26

 

 

 

« Je crois, avait dit M. Gé, que je vais être obligé de partir en voyage !… » En fait, trois heures plus tard, il atterrissait au Kenya, et le lendemain matin arrivait en Australie, d’où il repartait pour l’Angleterre, avant de se rendre à Stockholm, puis à Berne, à Philadelphie, à Irkoutsk, à Moontown, au Creusot, à Téhéran, à Vancouver, à Montevideo, à Sou-Tcheou, à Bogota, à Bénarès… Les explosions atomiques rendaient le radiotéléphone inutilisable, et les conversations par fil et câbles transocéaniques étaient officiellement, stupidement, interrompues entre pays ennemis. M. Gé fut donc obligé de se déplacer plus peut-être qu’il ne l’eût désiré. Etant donné la tournure prise par les hostilités, M. Gé se trouvait moralement obligé de faire face à ses devoirs de fournisseur de guerre, de garder le contact avec ses agents, ses fondés de pouvoir, les hommes politiques et les chefs militaires à ses ordres, avec les rois, présidents et dictateurs qui avaient besoin de ses conseils. Il lui fallut franchir beaucoup de frontières. Cela n’offrait jamais pour lui la moindre difficulté.

Il avait laissé l’Arche sous la surveillance de Lucien Hono. Elle n’avait besoin d’aucune surveillance, mais il s’était » dit qu’en chargeant le savant de la garder, il l’empêcherait peut-être de la détruire. Il revint au bout de dix jours.

Au bout d’une demi-semaine, la situation de Charles Cassot était devenue proprement intenable. Il ne pouvait plus faire un pas sans être suivi par trois ou quatre femmes, qui se surveillaient avec des yeux de louves. Les premières discussions qu’elles avaient eues à son sujet s’étaient déroulées en dehors de sa présence, maintenant elles ne se gênaient plus pour lui. Elles se trouvaient devant ce fait effrayant : demain, si les prédictions de la Voix s’avéraient justes, elles risquaient de se trouver, elles douze survivantes, seules au monde avec cet homme, ce seul homme-là. Il s’agissait d’y penser dès maintenant et de s’organiser. Quand elles parlaient, ce n’était qu’au nom de la justice et du salut du genre humain. Il importait que chacune d’elles pût profiter de la semence, pas d’inégalités, chacune son compte, pas un grain de plus. Mais ce à quoi chacune pensait, c’était au moyen de s’assurer l’affection exclusive du semeur, et l’entière possession du semoir. À l’idée de partager l’un et l’autre, certaines d’entre elles, à qui la réclusion commençait à peser, se sentaient prêtes à mourir de rage.
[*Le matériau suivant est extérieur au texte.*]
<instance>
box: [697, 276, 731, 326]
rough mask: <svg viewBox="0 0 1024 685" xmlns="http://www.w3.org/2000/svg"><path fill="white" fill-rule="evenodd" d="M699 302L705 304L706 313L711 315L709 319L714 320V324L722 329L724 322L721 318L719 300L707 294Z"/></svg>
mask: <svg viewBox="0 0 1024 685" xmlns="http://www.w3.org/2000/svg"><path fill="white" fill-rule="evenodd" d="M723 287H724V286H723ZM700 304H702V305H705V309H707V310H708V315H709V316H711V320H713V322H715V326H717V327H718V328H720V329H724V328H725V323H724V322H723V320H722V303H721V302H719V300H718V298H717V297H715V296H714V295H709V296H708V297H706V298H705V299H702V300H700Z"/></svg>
Claire Cralier, la manucure, avait eu déjà plus d’une douzaine d’amants, pour la plupart mariés. Dans ce cas, elle avait bien accepté le partage, mais ici ce n’était pas du tout la même chose. Devenir la maîtresse d’un homme marié, d’abord, c’est une victoire, une prise de possession, et puis il y a autour de tout cela les passants, les mots, les fleurs, les sourires, mille mensonges. Et mille autres hommes disponibles, et mille encore après. Celui-là est seul…

L’Homme, le seul arbre, la seule source… Il faudrait attendre au moins quinze ou seize ans avant que la nouvelle génération… À condition encore que les premiers-nés soient des garçons. On pourrait peut-être les faire mûrir un peu plus vite, ces petits, chers petits… Soupirs… Un seul homme. Je ne donnerai pas ma part, mais je ne veux pas donner non plus celle des autres. Qu’il m’aime, qu’il me veuille, moi, moi, rien que moi. Je les étranglerai, je leur écraserai le ventre, je leur arracherai les yeux… Pleurs…

Elles constituèrent une commission, qui commença l’étude d’un projet de Déclaration des Droits sur l’Homme. Mais les membres de la commission ne parvenaient pas à se mettre d’accord, et, quand par miracle elles avaient cessé de se disputer au sujet d’un mot, les non-membres remettaient tout en question. Parfois, elles interrompaient leurs disputes pour se tourner toutes à la fois vers Charles et le regarder de telle façon qu’il prenait peur.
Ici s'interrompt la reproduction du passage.